Stateside, pedestrian deaths aren't just holding steady, they're rising. And public bodies in the US such as the National Safety Council have been linking the rise in pedestrian deaths specifically to phone usage,
Retraining or adapting?
One city in America took stringent action. In Montclair, California, you can be fined $100 dollars for being distracted by your phone when crossing the road. That doesn't just mean looking at a phone screen — it includes talking on the phone and listening to music with headphones. The only exceptions are for 911 calls.
That's an extreme option, and one that has been criticised. The Montclair scheme takes the stance that pedestrians need to be trained out of walking distractedly... but there is another way. What if instead of changing pedestrians' behaviour, cities adapt to it?
There have been a few short-run PR stunts aimed at designing infrastructure for distracted walking. One back in 2008 gave lampposts padding, to protect people if they walked into them. A much more recent one in Manchester created a slow lane for those whose pace slows when staring at a phone screen.
A (slightly) more serious one took place in the Netherlands. Lights were placed at ground level for those busy staring at their phones — or as the BBC helpfully labelled them: phone zombies. The lights were red when it was unsafe to cross, before turning green when it became safe. The results were limited, but did suggest that it made crossing safer for all pedestrians, by encouraging even those not using phones to stand a safe distance back from the road.
A movement for undistracted walking
Thus far I've only discussed keeping your phone pocketed when walking from a safety aspect. But there are more reasons not to look at your phone when walking, as Professor Matthew Beaumont of UCL explained to me. "I think that the the politics of the street and of walking has become more urgent, recently."
If you're looking at your phone, you're not engaging with the street around you and you're less aware of the changes the city is going through. Beaumont says you won't be keenly aware of "the way in which, private developers are colonising normally public space."

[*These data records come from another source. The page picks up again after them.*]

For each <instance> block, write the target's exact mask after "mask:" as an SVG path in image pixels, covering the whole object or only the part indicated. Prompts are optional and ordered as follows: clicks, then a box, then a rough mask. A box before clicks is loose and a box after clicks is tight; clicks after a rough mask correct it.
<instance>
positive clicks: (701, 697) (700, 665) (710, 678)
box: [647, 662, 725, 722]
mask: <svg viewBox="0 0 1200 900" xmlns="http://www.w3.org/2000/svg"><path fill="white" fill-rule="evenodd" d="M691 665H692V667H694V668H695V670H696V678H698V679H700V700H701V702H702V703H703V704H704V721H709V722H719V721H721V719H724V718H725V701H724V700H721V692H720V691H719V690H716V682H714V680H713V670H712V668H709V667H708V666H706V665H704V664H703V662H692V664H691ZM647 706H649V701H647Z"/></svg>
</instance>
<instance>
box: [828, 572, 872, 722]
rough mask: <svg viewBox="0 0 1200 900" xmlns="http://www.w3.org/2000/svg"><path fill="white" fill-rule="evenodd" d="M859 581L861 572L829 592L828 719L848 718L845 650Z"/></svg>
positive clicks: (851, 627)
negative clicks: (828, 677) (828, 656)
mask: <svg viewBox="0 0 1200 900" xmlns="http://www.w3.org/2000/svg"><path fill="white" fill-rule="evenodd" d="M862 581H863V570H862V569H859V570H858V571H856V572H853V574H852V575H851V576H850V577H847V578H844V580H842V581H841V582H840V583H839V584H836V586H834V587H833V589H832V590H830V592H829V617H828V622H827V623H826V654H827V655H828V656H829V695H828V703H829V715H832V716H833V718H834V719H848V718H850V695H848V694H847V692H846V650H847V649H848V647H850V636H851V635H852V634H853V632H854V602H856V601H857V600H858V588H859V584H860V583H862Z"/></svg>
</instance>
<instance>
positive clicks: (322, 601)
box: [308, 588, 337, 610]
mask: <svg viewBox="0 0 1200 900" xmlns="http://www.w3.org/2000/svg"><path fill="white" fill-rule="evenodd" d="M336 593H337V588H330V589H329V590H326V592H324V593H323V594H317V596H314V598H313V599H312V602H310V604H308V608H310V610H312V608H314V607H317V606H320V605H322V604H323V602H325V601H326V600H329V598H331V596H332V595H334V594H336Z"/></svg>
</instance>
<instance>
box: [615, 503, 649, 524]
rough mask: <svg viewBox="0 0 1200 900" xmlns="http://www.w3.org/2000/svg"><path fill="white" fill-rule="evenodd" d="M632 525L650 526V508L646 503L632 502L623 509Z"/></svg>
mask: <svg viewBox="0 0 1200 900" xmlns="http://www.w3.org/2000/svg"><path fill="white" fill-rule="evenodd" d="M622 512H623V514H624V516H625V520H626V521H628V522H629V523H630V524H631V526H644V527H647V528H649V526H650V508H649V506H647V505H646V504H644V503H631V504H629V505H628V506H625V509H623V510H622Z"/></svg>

He also worries that people looking at their phones while walking might change "the ways in which we are constructed as citizens or as subjects by various technologies, like CCTV but also much more insidious ones that are being tried out, [like] facial recognition technology."
That's why Beaumont is starting to lead a movement he calls 'undistracted walking'. In June 2019 he led a tour around Bloomsbury, encouraging participants to really engage with their surroundings. He also wants people to use their smartphones to take pictures of part of their environment that they might have otherwise missed — "turning these weapons of mass distraction against themselves."
A pledge to change
In the time its taken to research this article there have been multiple occasions when, while walking, I've automatically gone to pull my phone out of my pocket. My smartphone feels like an extra limb to me nowadays, so using it while moving seems completely normal. Beaumont says despite being aware of the issues with it, he admits that he too is hypocritical in that sense and suffers from a, "deluded sense that I'm a kind of somehow a better and more civilised user of my smartphone on the streets."
I suffer from the same delusions but I'm trying to fight the urge. Checking a phone isn't worth risking my own personal safety. And anyway, it doesn't feel healthy to disconnect myself from my surroundings to plug into a digital world. If I really need to check Google Maps for directions, I do what a responsible driver should do. Pull in out of the way, and do so in a place that doesn't disrupt what's going on around me, before putting my phone away and moving on.